For Immediate Release, April 10, 2023


Michael Robinson, (575) 313-7017,

Texas Flower Threatened By Urban Sprawl Wins Endangered Species Act Protection

Bracted Twistflower Also Gets 2.5 Square Miles of Critical Habitat

SAN ANTONIO— Thanks to a lawsuit by the Center for Biological Diversity, the U.S. Fish and Wildlife Service is placing the bracted twistflower on the list of threatened species under the Endangered Species Act. The flower is in the path of expanding development along the Interstate 35 corridor of central Texas, and today’s protection comes after 48 years of delay.

The Service also designated nine areas in Uvalde, Medina, Bexar and Travis counties, totaling 1,596 acres or almost 2.5 square miles, as critical habitat for the purple-and-lavender flower.

“This long-overdue rule will be a lifesaver for this unique Texas wildflower,” said Michael Robinson at the Center for Biological Diversity. “Because the Endangered Species Act is so effective, it greatly increases the chance that future generations will enjoy the bracted twistflower as part of the Lone Star State’s natural beauty.”

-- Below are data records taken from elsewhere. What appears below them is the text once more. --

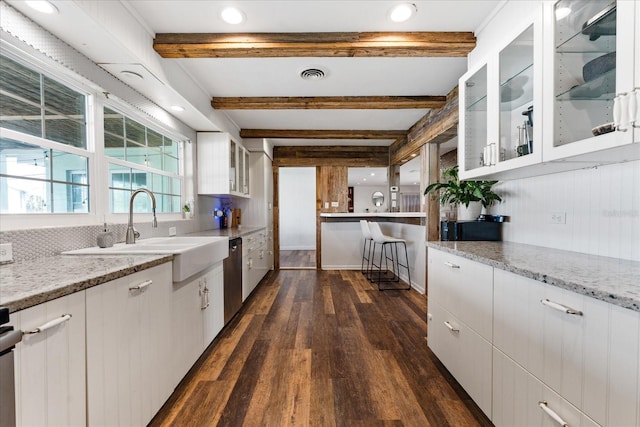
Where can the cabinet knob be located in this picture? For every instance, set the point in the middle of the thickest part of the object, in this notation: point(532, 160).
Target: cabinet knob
point(50, 324)
point(553, 414)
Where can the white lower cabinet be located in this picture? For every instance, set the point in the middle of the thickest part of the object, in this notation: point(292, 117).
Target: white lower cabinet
point(579, 354)
point(584, 349)
point(129, 347)
point(256, 261)
point(464, 353)
point(50, 364)
point(198, 317)
point(520, 399)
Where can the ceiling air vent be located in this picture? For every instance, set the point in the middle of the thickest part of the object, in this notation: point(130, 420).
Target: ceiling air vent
point(312, 74)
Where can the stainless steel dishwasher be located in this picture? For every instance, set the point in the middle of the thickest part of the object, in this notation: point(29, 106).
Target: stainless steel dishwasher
point(233, 279)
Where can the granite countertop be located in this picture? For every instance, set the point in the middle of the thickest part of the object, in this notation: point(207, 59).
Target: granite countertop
point(28, 283)
point(613, 280)
point(373, 214)
point(232, 233)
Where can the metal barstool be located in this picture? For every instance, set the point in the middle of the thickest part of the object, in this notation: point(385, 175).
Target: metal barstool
point(391, 242)
point(366, 248)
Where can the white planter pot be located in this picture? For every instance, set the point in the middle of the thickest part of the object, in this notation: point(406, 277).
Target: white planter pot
point(470, 213)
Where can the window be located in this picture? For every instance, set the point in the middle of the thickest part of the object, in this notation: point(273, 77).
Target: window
point(43, 159)
point(48, 151)
point(148, 159)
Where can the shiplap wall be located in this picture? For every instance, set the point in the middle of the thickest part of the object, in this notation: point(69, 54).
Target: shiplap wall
point(602, 209)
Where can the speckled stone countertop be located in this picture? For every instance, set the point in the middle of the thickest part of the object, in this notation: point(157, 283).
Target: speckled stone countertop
point(28, 283)
point(612, 280)
point(232, 233)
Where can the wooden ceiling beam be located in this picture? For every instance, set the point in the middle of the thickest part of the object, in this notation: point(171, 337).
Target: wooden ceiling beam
point(272, 45)
point(322, 134)
point(435, 127)
point(327, 102)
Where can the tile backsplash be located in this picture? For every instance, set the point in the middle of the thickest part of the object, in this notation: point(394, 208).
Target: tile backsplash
point(49, 241)
point(598, 210)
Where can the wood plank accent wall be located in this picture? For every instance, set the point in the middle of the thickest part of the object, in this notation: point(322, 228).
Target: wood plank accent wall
point(359, 156)
point(332, 182)
point(435, 127)
point(276, 217)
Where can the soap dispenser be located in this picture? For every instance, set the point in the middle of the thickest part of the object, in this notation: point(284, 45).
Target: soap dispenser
point(105, 238)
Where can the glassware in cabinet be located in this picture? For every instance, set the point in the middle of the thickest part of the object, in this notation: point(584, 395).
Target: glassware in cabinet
point(592, 77)
point(516, 63)
point(232, 165)
point(473, 104)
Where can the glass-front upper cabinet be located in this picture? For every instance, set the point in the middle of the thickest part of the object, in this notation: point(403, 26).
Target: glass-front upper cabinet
point(473, 126)
point(498, 131)
point(591, 82)
point(516, 137)
point(233, 152)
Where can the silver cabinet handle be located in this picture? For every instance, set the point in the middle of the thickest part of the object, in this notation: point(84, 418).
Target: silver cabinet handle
point(560, 307)
point(545, 407)
point(451, 327)
point(141, 286)
point(620, 111)
point(50, 324)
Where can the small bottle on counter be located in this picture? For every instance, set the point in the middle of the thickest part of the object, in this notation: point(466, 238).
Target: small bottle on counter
point(105, 238)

The bracted twistflower is known from 17 places within 1.2 miles of the fault line between two geologic formations on the southeastern edge of the Edwards Plateau. The plant’s likely dependence on subsurface water and/or magnesium found within this narrow zone also coincides with human population growth in the I-35 corridor between Austin and San Antonio. The plants are gone from two of those 17 locales, almost gone from five others, and significantly diminished elsewhere.

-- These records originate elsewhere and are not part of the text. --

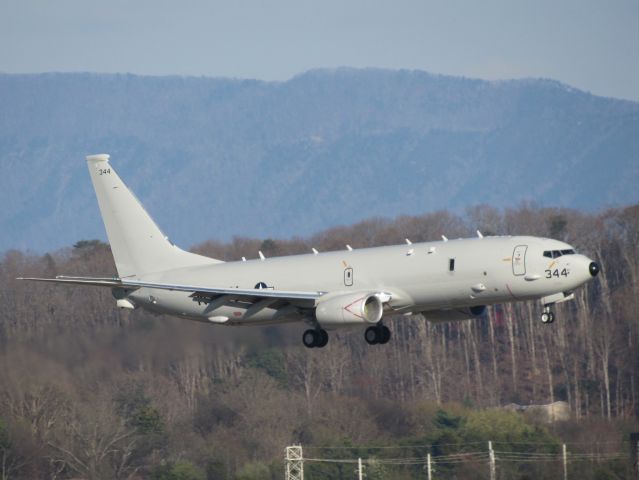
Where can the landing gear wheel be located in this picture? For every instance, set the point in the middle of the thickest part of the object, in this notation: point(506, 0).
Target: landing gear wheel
point(315, 338)
point(371, 336)
point(384, 334)
point(310, 338)
point(547, 317)
point(377, 334)
point(323, 338)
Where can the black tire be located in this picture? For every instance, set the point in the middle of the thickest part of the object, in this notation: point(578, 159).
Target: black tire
point(310, 338)
point(323, 338)
point(371, 335)
point(385, 334)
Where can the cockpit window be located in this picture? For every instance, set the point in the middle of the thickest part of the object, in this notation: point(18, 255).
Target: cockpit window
point(558, 253)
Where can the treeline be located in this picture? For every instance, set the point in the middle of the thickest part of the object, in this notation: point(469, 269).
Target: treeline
point(88, 391)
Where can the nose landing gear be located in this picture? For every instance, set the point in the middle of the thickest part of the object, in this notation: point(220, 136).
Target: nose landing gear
point(547, 316)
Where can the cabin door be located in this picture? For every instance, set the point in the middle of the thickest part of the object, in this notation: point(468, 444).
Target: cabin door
point(348, 277)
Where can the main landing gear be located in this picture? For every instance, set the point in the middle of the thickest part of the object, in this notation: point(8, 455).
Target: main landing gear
point(377, 334)
point(547, 316)
point(315, 337)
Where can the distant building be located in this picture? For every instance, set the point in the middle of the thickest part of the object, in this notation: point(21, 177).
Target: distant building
point(552, 412)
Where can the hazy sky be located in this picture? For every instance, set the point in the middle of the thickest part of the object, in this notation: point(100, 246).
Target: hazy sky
point(592, 45)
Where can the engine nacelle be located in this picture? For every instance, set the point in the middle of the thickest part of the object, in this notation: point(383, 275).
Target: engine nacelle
point(350, 309)
point(455, 314)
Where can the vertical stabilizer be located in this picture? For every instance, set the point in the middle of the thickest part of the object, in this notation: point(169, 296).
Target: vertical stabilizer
point(139, 247)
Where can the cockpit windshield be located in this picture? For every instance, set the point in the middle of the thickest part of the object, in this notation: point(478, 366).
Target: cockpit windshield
point(558, 253)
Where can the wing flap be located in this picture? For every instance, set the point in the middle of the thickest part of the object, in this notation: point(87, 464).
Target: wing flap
point(197, 291)
point(238, 292)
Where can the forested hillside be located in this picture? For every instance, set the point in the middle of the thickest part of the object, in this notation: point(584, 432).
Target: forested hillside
point(213, 158)
point(87, 391)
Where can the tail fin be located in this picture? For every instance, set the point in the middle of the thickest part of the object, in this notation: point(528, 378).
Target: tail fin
point(138, 245)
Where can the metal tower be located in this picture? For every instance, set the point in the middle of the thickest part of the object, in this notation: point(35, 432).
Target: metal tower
point(294, 463)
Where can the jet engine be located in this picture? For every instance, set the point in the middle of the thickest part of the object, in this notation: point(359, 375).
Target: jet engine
point(454, 314)
point(351, 309)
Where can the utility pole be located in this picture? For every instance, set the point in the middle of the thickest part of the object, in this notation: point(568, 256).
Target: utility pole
point(294, 463)
point(360, 469)
point(491, 456)
point(634, 454)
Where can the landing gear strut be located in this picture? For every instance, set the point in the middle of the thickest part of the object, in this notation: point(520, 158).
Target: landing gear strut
point(547, 316)
point(377, 334)
point(315, 338)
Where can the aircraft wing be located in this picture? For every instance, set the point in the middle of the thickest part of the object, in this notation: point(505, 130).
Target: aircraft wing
point(194, 289)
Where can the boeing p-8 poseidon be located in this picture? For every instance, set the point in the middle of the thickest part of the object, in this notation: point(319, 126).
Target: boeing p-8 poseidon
point(443, 280)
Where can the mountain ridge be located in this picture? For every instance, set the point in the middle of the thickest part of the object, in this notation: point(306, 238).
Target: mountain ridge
point(213, 158)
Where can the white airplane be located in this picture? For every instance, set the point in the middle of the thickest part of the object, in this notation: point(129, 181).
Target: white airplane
point(444, 280)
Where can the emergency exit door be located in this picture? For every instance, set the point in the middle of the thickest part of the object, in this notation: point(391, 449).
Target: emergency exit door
point(519, 260)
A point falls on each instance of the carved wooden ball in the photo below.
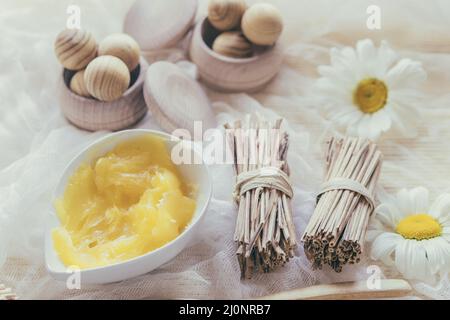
(262, 24)
(122, 46)
(75, 48)
(226, 15)
(107, 78)
(233, 44)
(78, 86)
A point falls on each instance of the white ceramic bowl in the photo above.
(192, 173)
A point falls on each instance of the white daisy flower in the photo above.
(415, 237)
(368, 91)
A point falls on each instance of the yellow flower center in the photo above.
(419, 227)
(370, 95)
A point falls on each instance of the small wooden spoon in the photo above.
(346, 291)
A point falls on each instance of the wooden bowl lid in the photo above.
(176, 100)
(159, 24)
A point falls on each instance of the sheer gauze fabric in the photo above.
(36, 142)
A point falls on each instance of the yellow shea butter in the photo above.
(127, 203)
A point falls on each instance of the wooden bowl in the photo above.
(231, 74)
(94, 115)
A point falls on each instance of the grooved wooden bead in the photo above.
(78, 86)
(122, 46)
(233, 44)
(226, 15)
(262, 24)
(75, 48)
(107, 78)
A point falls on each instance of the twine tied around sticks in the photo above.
(266, 177)
(347, 184)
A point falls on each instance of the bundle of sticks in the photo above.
(6, 293)
(336, 232)
(265, 232)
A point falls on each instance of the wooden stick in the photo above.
(346, 291)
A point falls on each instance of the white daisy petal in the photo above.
(388, 214)
(440, 207)
(402, 119)
(383, 246)
(380, 122)
(406, 73)
(411, 260)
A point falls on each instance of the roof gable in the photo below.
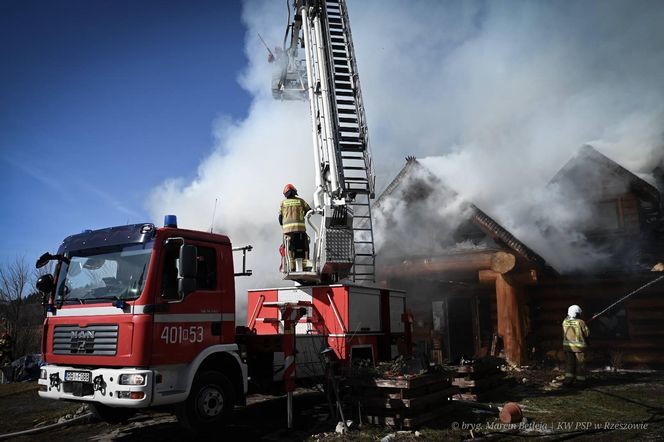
(415, 184)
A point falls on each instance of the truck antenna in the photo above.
(214, 212)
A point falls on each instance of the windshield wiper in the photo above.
(80, 300)
(96, 298)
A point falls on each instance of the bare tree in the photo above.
(20, 309)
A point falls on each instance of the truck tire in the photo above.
(209, 404)
(111, 415)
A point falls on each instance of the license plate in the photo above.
(78, 376)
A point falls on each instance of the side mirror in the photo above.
(43, 260)
(187, 269)
(45, 283)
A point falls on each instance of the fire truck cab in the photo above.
(140, 316)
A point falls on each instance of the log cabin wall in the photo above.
(630, 336)
(453, 317)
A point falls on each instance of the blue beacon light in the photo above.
(170, 221)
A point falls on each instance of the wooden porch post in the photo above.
(511, 310)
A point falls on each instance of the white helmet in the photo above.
(574, 311)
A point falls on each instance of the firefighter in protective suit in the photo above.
(575, 336)
(291, 218)
(6, 357)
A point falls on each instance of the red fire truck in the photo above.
(140, 317)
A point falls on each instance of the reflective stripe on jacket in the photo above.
(292, 211)
(575, 332)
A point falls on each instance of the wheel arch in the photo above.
(225, 359)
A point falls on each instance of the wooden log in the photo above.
(500, 262)
(478, 383)
(399, 421)
(525, 277)
(412, 382)
(438, 397)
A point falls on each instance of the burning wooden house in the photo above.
(473, 285)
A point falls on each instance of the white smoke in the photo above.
(501, 93)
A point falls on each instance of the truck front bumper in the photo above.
(100, 385)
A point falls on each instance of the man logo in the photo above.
(83, 335)
(80, 339)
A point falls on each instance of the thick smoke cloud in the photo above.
(497, 95)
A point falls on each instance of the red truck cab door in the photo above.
(185, 326)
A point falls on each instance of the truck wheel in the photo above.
(210, 402)
(111, 415)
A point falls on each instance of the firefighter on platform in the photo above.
(575, 335)
(291, 217)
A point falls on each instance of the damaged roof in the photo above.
(477, 217)
(589, 165)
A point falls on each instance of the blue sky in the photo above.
(100, 101)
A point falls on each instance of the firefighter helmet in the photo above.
(289, 188)
(574, 311)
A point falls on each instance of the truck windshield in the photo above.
(104, 274)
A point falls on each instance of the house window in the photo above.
(611, 325)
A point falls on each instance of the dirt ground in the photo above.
(615, 406)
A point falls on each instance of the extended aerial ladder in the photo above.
(327, 76)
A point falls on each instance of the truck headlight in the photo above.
(132, 379)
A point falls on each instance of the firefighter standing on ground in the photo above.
(291, 218)
(6, 356)
(575, 335)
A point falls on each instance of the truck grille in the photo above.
(96, 340)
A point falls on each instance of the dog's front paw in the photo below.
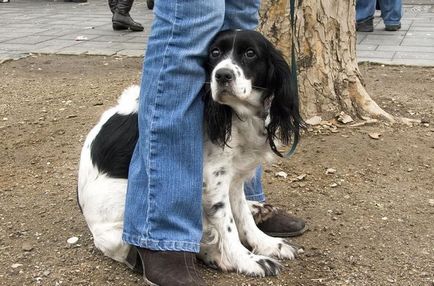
(244, 262)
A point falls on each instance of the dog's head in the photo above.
(249, 76)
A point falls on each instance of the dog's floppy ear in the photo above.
(218, 119)
(285, 119)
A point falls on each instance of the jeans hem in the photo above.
(258, 198)
(161, 245)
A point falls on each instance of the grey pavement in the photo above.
(412, 45)
(58, 27)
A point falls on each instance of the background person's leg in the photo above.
(163, 203)
(365, 9)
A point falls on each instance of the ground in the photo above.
(370, 220)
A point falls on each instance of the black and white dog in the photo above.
(250, 103)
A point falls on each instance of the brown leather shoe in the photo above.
(165, 268)
(279, 223)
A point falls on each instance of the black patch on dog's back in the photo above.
(113, 147)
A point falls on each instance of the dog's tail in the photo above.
(128, 102)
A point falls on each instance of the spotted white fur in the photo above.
(228, 226)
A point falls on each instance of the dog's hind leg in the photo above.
(250, 234)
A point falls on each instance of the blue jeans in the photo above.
(391, 10)
(163, 203)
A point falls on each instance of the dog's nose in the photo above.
(224, 75)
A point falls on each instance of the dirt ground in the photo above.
(371, 221)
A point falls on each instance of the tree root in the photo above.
(371, 109)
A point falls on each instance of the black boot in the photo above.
(112, 5)
(121, 16)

The Fish and Wildlife Service first identified the bracted twistflower as qualifying for federal protection in 1975. But in 1980 the agency placed the plant on an interminable waiting list instead of actually protecting it. A botanist formally petitioned for the listing in 2014, but it took a 2020 lawsuit by the Center to finally galvanize today’s action.

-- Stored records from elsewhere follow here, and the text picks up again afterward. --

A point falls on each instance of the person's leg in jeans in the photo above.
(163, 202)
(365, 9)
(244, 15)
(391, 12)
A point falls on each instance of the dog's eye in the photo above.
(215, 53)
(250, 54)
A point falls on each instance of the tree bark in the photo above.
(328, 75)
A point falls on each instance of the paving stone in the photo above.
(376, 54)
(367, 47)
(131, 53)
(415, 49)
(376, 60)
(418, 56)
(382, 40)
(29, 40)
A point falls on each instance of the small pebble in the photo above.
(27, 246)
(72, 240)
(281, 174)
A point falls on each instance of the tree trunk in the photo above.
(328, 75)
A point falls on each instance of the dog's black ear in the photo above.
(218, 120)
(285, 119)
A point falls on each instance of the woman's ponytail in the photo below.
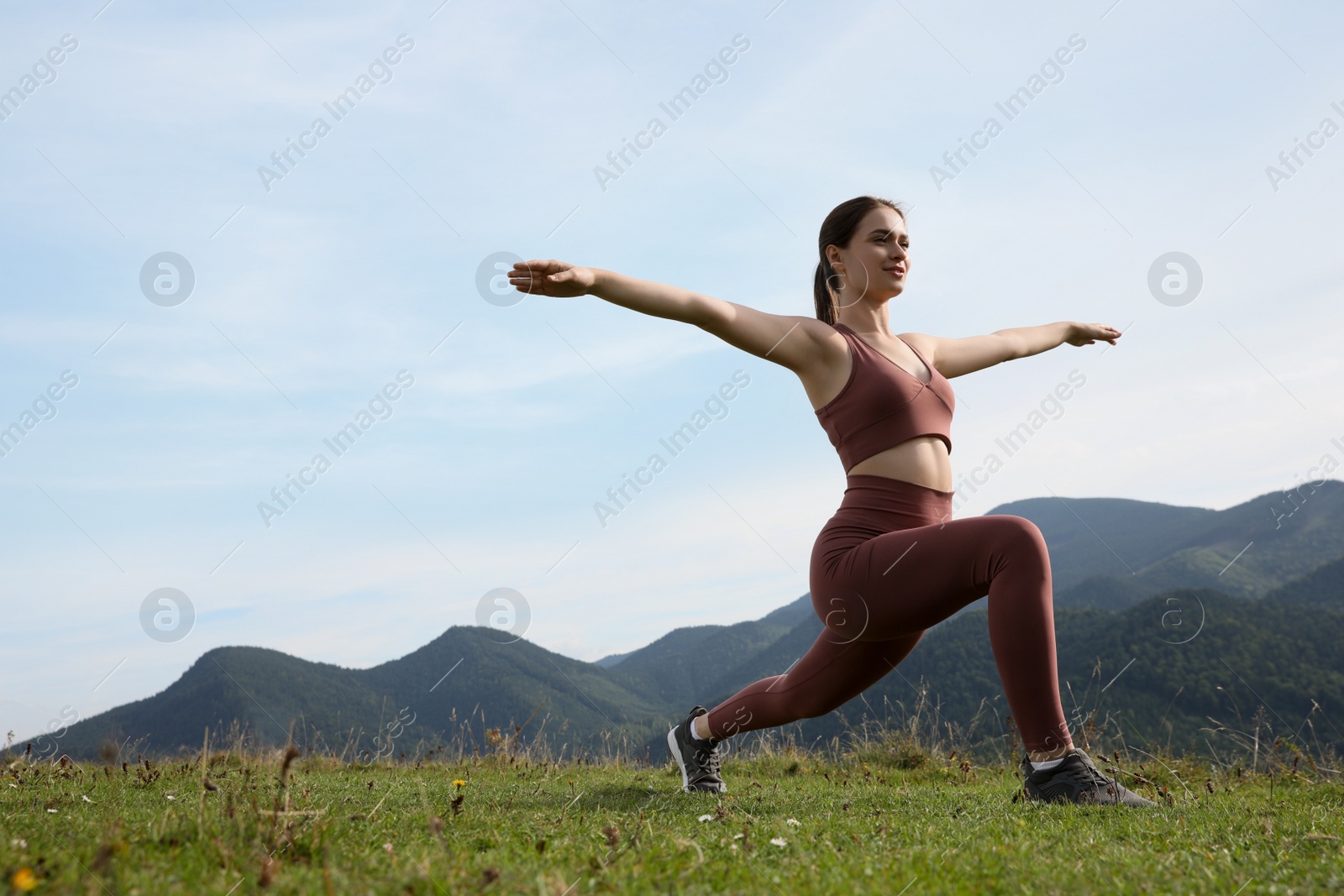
(822, 293)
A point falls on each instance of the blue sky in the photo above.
(313, 291)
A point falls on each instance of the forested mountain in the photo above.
(1153, 667)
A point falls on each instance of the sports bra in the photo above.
(884, 405)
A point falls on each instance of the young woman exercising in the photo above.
(891, 562)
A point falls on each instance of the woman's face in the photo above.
(877, 261)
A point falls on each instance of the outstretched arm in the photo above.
(958, 356)
(784, 338)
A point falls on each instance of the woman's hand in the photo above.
(558, 280)
(1089, 333)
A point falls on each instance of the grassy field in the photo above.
(882, 820)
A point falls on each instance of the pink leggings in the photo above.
(893, 562)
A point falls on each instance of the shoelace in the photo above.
(1088, 773)
(710, 763)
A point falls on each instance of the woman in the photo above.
(891, 562)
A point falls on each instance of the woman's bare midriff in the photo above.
(922, 459)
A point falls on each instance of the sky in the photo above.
(233, 230)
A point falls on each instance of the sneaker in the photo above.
(698, 758)
(1077, 779)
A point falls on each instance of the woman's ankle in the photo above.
(701, 727)
(1048, 755)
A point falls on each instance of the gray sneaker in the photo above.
(698, 758)
(1077, 779)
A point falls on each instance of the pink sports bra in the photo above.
(885, 405)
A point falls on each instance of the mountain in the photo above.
(1113, 553)
(1176, 656)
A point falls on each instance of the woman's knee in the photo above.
(1019, 533)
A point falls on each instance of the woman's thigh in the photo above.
(897, 584)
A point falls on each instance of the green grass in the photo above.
(879, 821)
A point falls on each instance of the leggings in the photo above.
(891, 563)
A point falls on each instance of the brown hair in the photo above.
(837, 230)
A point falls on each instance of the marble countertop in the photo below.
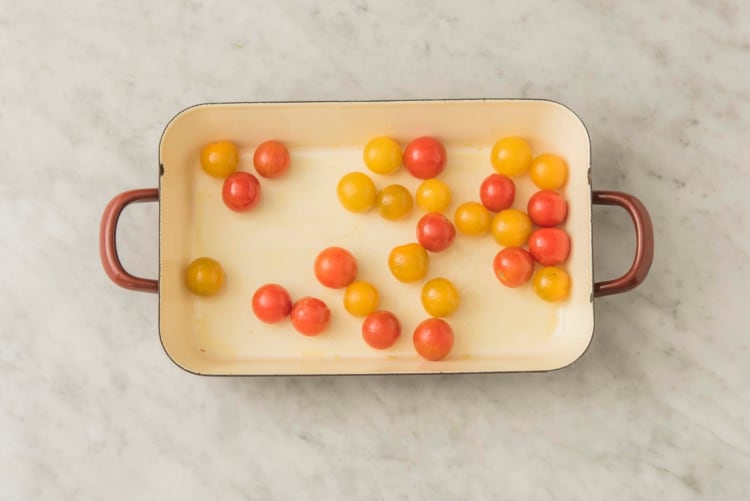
(90, 407)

In addition to development, the bracted twistflower is threatened from being eaten by unnaturally high numbers of white-tailed deer as well as nonnative grazing animals, by fire suppression that leads to trees blocking out too much sun, and from the wide separation of the flowers from each other, beyond the range of pollinating bees. That leads to losses of genetic diversity among bracted twistflower populations stranded from other populations.

The listing of the bracted twistflower will lead to development of a recovery plan that will prescribe conservation actions such as reintroduction and/or construction of deer-exclusion fences, along with criteria to determine the point at which the plant would be considered recovered.

The listing provides federal penalties for violations of state or local laws that lead to harm to the plants — for example, trespass off-road vehicle use that could be shown to have trampled the plants. Critical habitat designations also prohibit federal funding or permitting of actions that would destroy or degrade the plant’s delineated most-important homes.

“It’s such a shame that it took almost half a century to give bracted twistflowers the conservation attention they need and deserve,” said Robinson. “If this attractive plant had gotten a quicker designation, it might already have been off the threatened list by now. But I’m thankful that the bracted twistflower still lures bees to its purple petals and that it’s not too late to stave off extinction and start the path to recovery.”

The Center for Biological Diversity is a national, nonprofit conservation organization with more than 1.7 million members and online activists dedicated to the protection of endangered species and wild places.